Deus! Oh Deus! Onde estás que não me respondes! /Em que mundo, em que estrela tu te escondes / Embuçado nos céus? / Há dois mil anos te mandei meu grito, / Que embalde, desde então, corre o infinito... / Onde estás, senhor Deus?

É verdade que "o sofrer" estava à espreita de todo poeta do romantismo; é verdade também que Castro Alves não fugiu a regra, pois em sua vida de poeta teve muitas dores, e, desde muito cedo, com as perdas irreparáveis da mãe, do irmão e logo depois do pai. Mas, Cecéu, como era conhecido, teve também seus momentos encantados, momentos de arrebatado amor, e o maior foi pela atriz portuguesa Eugênia Câmara, por quem se apaixonara.

Aos dezesseis anos quando foi mandado pelo pai para o Recife, a fim de completar os preparatórios para se habilitar à matrícula na Academia de Direito, mal sabia que estava prestes a encontrar o maior amor de sua vida. No Recife Cecéu passa a frequentar o Teatro Santa Isabel. O teatro era para ele o altar, o "vedado paraíso", que levava ao país do sonho. É nesse paraíso que ele conhece a atriz portuguesa Eugênia Câmara.

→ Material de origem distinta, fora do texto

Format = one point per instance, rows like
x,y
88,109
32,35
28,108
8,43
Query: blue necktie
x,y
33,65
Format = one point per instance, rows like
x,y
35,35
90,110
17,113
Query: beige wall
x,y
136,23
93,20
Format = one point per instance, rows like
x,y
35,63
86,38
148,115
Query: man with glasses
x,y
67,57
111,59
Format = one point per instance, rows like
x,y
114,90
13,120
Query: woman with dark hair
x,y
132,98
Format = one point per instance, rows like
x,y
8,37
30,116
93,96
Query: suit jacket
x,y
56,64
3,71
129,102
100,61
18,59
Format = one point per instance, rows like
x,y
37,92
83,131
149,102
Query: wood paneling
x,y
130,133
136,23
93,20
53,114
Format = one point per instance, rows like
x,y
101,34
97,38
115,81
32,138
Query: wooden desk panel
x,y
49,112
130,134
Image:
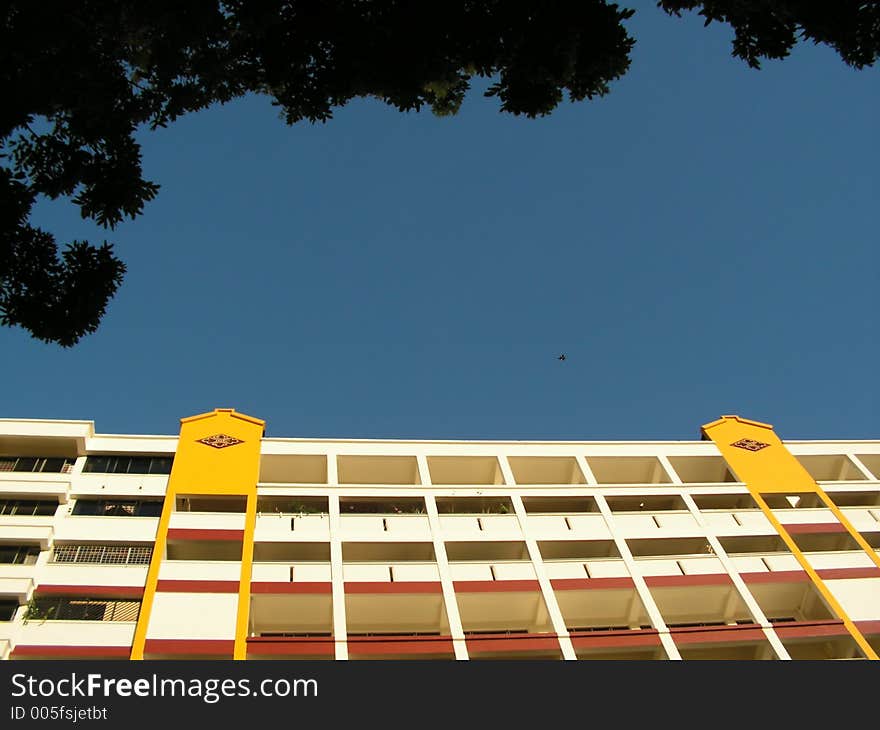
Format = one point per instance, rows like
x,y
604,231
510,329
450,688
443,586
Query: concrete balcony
x,y
108,529
27,530
660,524
206,521
119,485
200,570
293,571
18,587
80,574
390,572
740,522
35,485
76,633
290,528
480,527
863,518
379,527
567,527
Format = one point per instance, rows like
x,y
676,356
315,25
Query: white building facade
x,y
220,543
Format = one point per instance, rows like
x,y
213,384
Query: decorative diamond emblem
x,y
220,441
750,444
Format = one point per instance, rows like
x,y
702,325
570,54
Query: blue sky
x,y
701,241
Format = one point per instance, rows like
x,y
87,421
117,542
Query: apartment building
x,y
221,543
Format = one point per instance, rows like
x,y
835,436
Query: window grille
x,y
28,507
61,608
103,554
56,465
127,464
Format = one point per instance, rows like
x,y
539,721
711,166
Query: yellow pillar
x,y
218,453
758,458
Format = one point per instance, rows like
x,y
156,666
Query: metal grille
x,y
36,464
82,609
103,554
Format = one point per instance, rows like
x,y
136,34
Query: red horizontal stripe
x,y
207,647
362,645
805,629
187,534
295,587
614,639
812,528
777,576
581,584
716,634
399,587
491,586
197,586
708,579
511,642
840,573
90,591
31,650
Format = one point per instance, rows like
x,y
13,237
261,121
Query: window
x,y
103,554
118,507
127,464
61,608
28,507
54,465
8,609
19,554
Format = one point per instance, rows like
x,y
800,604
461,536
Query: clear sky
x,y
702,241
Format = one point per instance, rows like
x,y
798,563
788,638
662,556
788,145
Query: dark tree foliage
x,y
771,28
79,79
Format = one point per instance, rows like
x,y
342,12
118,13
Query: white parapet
x,y
107,529
18,530
480,527
16,587
76,633
391,527
35,485
193,616
200,570
207,521
292,528
81,574
858,597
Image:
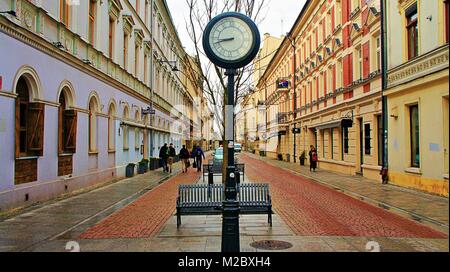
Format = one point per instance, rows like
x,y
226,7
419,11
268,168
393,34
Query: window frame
x,y
415,160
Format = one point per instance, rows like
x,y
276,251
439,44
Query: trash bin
x,y
129,171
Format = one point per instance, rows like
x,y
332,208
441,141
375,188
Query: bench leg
x,y
270,217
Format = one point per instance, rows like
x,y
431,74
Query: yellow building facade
x,y
417,94
323,88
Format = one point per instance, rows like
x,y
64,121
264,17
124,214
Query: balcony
x,y
283,84
283,118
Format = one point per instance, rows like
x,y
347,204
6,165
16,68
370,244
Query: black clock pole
x,y
230,221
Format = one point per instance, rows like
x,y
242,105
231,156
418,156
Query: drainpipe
x,y
384,169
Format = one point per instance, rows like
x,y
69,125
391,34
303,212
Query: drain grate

Eugênia Infante da Câmara chegou ao Brasil no dia 10 de outubro de 1859. Fora contratada pela direção do Teatro Dramático do Rio de Janeiro. No dia 29 de outubro, estreou no papel de Baronesa do Almourol na peça Abel e Caim, drama em três atos, original português de Antônio Mendes Leal. Castro Alves ficou fascinado pela atriz; no seu dizer, ela tinha a "beleza de uma Vênus grega" e o "gênio de Safo, ardente, mística". Era a inspiração, a Dama Negra, a mulher por quem largou os estudos. Mas, Eugênia é amante do ator e empresário, Furtado Coelho, com o qual tem uma filha pequena. O que não tira os avanços do Cecéu, adolescente sedutor:

“Eu possuía domínio cênico, entrava vestido de negro, com uma flor na lapela, óleo nos cabelos, madeixas minuciosamente espontâneas e pó de arroz no rosto, para parecer mais pálido. Por modéstia, não direi que frequentemente as moças ficavam tão próximas do delírio quanto os rapazes, da inveja.”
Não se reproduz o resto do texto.